Ma, tralasciando la sindrome da ultimi giapponesi nel Pacifico - e i vuoti lessicali - quella che oggi qualcuno chiamerebbe “scena”, o “sottobosco”, world in Italia ancora funziona: lo mostra il contatto con il pubblico, che in questa Liguria così poco estiva è composto in buona parte da villeggianti, che solo in piccolissima parte conoscono i lavori della Macina di Gastone Pietrucci, o di Riccardo Tesi, o di Calicanto, ma non si fanno troppi problemi, e ai concerti ci vanno volentieri.
Anzi, alla prova del pubblico si dimostra ancora una volta come il rapporto del “folk” con la “gente” (quasi un reincontrarsi etimologico…) sia la grande occasione sprecata della musica italiana: perché il virtuosismo progressivo di Banditaliana, il minimalismo di Alfio Antico, il nitore acustico di Calicanto e le ruvidezze della Macina, o le follie di Claudia Bombardella, sono esempi di musica raffinatissima, studiata, meditata, ma non difficile, e perfettamente fruibile anche senza avere in mente il dibattito etnomusicologico fra tradizione e conservazione.
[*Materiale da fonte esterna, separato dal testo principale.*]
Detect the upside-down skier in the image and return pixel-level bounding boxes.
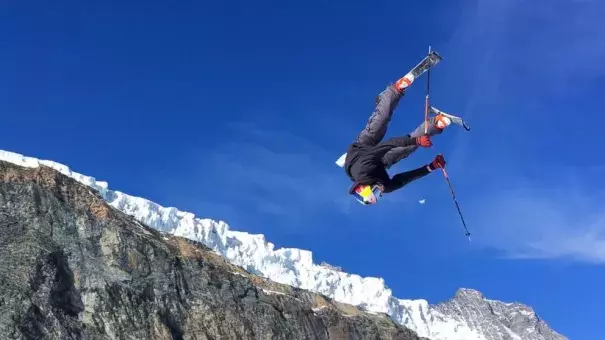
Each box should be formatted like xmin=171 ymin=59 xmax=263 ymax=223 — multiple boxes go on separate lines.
xmin=337 ymin=68 xmax=466 ymax=205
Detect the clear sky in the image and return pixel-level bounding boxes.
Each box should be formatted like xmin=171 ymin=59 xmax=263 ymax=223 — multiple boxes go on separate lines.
xmin=0 ymin=0 xmax=605 ymax=340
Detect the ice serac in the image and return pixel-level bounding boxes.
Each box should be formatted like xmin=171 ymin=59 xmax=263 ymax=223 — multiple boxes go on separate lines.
xmin=0 ymin=151 xmax=563 ymax=340
xmin=435 ymin=288 xmax=567 ymax=340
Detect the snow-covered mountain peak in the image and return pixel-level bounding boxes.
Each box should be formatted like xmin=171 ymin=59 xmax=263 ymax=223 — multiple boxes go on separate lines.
xmin=454 ymin=288 xmax=485 ymax=300
xmin=0 ymin=150 xmax=565 ymax=340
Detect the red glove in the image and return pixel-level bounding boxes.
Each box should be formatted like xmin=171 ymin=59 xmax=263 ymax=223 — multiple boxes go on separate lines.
xmin=429 ymin=154 xmax=445 ymax=170
xmin=416 ymin=135 xmax=433 ymax=148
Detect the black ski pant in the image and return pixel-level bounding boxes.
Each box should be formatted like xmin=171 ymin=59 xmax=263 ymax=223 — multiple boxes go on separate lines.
xmin=355 ymin=85 xmax=443 ymax=169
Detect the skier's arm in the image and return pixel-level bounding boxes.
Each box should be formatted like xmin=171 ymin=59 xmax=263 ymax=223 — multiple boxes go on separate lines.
xmin=384 ymin=165 xmax=431 ymax=193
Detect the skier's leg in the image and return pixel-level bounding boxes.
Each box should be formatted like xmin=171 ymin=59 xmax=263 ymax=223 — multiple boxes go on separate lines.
xmin=382 ymin=117 xmax=443 ymax=169
xmin=355 ymin=85 xmax=404 ymax=146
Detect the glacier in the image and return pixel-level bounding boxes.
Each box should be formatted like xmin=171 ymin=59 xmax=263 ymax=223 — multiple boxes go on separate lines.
xmin=0 ymin=150 xmax=520 ymax=340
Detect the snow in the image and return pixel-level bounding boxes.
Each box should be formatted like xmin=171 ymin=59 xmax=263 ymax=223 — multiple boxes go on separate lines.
xmin=0 ymin=150 xmax=485 ymax=340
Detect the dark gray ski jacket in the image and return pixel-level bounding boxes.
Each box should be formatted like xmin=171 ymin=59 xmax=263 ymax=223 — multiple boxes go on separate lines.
xmin=344 ymin=135 xmax=430 ymax=194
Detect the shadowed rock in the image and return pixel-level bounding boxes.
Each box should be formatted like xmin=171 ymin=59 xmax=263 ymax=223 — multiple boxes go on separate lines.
xmin=0 ymin=161 xmax=419 ymax=340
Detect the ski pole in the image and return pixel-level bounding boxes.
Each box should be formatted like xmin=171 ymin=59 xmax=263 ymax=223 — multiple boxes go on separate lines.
xmin=424 ymin=45 xmax=431 ymax=135
xmin=441 ymin=167 xmax=471 ymax=241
La giornata a Loano è divisa fra le presentazioni delle 18, nella intima Piazza Palestro, e i concerti serali sul lungomare, in attesa del main event conclusivo: Passione, il concertone della Napoli world liberamente tratto dal film di John Turturro (anche lui presente a Loano).

Più “radicali” (anche nel senso proprio di radice, che affonda nella terra) gli appuntamenti del pomeriggio: Alfio Antico, che ha appena fatto un disco prodotto dalla conterranea Carmen Consoli, ma che dal vivo si presenta solo con voce e tamburo, chiarisce bene questo tipo di rapporto. Racconta della sua infanzia da pastore, del ricordo acustico dell’”orchestrazione” dei campanacci delle capre, sotto la guida del nonno. O del ritmo delle fave nel setaccio («Per costruire i tamburi cerco dei setacci che abbiano setacciato», come se mantenessero una memora sonora, spiega). Lo si definisce “cantautore”, ma le parole e la melodia sono per lui un qualcosa che nasce dal ritmo e dai timbri del tamburo, che a sua volta sono ricordi di un paesaggio sonoro.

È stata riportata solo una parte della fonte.